You could play around with SoapCalc to see properties of different oils once they are saponified.  And good luck to you, that is quite the undertaking.


----------



## Sanguine (Jun 13, 2013)

Coconut and babassu are the oils, that I know of, are used a lot on hair. I believe they have a similiar profile but a very unsimiliar price tag. You can give coconut oil a try but know that it's a cleansing oil in soaps. You didn't say what type of shampoo you're making, soap or surfactant, but if you go for soap, I wouldn't go coconut entirely. As you want it to be conditioning, I probably wouldn't use coconut oil at all or only in a small amount. As said above, soapcalc will be able to pick your oils and it's fun to play around with. http://www.soapcalc.net/info/Soap Qualities.xls
If you just want to make a hair mask: warm up some coconut oil (not to warm!), put it on wet hair and wrap a towel around it, wash out with a daily/mild shampoo.
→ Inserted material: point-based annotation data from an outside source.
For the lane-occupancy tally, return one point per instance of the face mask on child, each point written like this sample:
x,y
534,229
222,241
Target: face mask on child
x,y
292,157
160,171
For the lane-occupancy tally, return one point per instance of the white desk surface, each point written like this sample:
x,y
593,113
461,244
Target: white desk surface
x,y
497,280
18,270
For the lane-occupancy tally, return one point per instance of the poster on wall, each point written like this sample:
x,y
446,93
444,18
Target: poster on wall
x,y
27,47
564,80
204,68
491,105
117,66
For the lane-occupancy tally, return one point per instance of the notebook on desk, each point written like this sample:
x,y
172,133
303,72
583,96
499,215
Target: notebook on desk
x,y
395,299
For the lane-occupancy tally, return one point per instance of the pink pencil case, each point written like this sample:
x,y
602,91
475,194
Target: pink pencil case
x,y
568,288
Not for the oily hair girls among us.... (Except maybe on the roots for a few minutes)
If you would like to make a surfactant based shampoo, this blog will be an amazing treasure on information: http://swiftcraftymonkey.blogspot.ca/p/hair-care.html
Good luck!


----------



## judymoody (Jun 13, 2013)

I would check out Swiftcraftymonkey's site, Point of Interest, at swiftcraftymonkey.blogspot.com

She has a lot of information about hair products and the needs of different kinds of hair, including African, Caucasian, curly, oily, aging, etc.  

From what I remember, African American hair is particularly fragile and may require more specific ingredients and methods.  Coconut oil, for example, is great when applied neat but in CP soap, it can be very drying.  The pH of CP soap is also higher than neutral (typically around 9-10) and could damage hair if not followed by an acidic rinse.  An alternative would be to experiment with surfactants to make solid shampoos that are specially formulated for African hair type.

Good luck and let us know how your experimenting turns out!


----------